Mike Lawson, the senior pastor of First Baptist Sherman, explained by phone how the Southern Baptist Convention’s International Mission Board assists groups seeking to serve and minister to others around the world. The Board has missionaries positioned internationally who are able to assess local needs and make them known to interested parties.


“We somehow were made aware of a need in Yauyos,” Lawson said. “We worked through the Lima, Peru, representative for the International Mission Board to get organized to go there. For five years, we’ve had some people, off and on, who’ve been a part of that. We’ve made at least one trip a year for all of those years and usually more.”
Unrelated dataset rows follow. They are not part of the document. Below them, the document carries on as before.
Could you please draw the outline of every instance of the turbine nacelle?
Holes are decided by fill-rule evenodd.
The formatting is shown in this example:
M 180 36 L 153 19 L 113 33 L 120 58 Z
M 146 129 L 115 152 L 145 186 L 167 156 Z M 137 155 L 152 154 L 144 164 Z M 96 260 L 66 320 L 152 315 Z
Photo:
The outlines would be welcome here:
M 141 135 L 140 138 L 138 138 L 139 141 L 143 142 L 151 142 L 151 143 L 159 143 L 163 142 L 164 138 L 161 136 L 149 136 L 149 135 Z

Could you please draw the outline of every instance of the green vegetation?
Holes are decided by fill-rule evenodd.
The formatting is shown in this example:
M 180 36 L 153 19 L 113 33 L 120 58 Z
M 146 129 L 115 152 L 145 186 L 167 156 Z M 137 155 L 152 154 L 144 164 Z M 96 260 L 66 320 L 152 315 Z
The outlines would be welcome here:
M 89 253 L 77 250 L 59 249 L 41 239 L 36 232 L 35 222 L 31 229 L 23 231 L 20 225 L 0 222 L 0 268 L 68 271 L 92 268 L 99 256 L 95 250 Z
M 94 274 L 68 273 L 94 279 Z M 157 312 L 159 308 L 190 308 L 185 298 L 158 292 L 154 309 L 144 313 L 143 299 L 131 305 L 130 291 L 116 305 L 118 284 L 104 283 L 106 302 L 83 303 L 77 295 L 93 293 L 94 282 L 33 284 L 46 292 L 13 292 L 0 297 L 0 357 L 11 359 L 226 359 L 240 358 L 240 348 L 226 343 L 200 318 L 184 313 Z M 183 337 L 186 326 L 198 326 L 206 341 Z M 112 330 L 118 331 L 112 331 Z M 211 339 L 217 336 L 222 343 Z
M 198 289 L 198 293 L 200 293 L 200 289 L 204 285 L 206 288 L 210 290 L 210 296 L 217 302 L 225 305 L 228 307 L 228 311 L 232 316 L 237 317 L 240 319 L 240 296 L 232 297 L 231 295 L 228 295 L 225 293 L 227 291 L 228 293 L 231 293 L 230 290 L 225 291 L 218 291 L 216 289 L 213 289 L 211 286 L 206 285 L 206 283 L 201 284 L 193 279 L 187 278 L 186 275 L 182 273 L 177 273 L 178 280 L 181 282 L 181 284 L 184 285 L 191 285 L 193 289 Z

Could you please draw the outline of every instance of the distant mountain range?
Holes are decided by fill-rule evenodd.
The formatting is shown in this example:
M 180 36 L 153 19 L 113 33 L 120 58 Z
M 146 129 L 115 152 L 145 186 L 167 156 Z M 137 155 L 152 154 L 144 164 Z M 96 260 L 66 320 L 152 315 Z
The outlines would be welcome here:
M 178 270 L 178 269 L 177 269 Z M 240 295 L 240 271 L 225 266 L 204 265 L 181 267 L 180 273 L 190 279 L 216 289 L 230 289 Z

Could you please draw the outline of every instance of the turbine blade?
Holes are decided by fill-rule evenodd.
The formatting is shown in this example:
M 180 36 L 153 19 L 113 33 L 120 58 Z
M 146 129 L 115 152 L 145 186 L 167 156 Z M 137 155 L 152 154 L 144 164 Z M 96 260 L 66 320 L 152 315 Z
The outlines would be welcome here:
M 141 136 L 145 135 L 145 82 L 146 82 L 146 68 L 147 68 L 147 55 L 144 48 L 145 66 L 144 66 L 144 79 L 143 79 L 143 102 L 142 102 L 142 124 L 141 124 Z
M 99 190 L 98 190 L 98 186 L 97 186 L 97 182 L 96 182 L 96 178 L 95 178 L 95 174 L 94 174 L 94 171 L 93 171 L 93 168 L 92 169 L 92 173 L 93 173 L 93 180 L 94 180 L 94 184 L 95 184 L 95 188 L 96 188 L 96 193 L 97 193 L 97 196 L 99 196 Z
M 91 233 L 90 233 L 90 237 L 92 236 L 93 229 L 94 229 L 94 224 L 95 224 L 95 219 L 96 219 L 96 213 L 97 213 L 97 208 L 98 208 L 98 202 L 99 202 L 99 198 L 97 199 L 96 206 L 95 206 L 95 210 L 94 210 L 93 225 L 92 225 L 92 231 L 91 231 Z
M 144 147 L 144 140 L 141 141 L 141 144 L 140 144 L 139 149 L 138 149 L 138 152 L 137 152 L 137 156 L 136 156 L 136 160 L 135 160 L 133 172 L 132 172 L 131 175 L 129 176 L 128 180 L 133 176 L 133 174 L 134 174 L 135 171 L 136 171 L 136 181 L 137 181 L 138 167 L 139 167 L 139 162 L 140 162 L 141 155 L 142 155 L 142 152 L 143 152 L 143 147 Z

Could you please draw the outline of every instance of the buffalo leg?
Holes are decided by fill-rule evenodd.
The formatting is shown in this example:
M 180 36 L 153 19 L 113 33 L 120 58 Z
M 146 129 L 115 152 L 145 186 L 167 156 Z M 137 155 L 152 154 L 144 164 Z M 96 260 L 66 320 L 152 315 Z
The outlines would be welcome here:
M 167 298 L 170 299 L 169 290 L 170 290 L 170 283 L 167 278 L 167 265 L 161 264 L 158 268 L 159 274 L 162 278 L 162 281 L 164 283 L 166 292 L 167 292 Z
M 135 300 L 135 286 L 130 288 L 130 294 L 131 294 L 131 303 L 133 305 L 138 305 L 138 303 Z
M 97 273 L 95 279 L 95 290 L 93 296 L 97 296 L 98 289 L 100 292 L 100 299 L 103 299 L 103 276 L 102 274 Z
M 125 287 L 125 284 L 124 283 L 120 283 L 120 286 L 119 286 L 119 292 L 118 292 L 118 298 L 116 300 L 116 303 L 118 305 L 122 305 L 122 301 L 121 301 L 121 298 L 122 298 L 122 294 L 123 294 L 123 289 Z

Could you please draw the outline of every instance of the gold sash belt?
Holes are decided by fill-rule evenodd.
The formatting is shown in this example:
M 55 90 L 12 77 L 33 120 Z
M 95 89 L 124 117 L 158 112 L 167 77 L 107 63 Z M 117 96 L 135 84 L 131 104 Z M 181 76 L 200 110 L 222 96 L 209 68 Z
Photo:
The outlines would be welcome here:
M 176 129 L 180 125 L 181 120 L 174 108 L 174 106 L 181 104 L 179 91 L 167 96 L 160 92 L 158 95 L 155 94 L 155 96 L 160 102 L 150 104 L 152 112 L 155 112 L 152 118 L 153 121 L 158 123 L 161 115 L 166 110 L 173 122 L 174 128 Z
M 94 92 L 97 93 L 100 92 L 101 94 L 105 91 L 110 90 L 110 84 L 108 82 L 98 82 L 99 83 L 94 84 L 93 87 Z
Lawson noted some of the changes he’s observed in those who’ve traveled to serve others in faraway places. “Not just in Peru,” he said, “but in any international exposure, number one, there’s a real appreciation that people gain for their own homeland. But also, I think they gain a real sense of how fortunate we are to have the exposure to the Christian worldview that’s not prevalent in many places around the world. They have an awareness of the benefit that we have as American citizens, but also as American Christians to have so much opportunity to be exposed to the things of God.”


“It was definitely a good experience,” Heath said, “and something I wouldn’t mind doing again.”


Said Hannah, “I feel more open in just building relationships with people that I may not know and getting out of my comfort zone more — just loving on people. That’s what God calls us to do, is love on people, despite their life, their past or how they live.”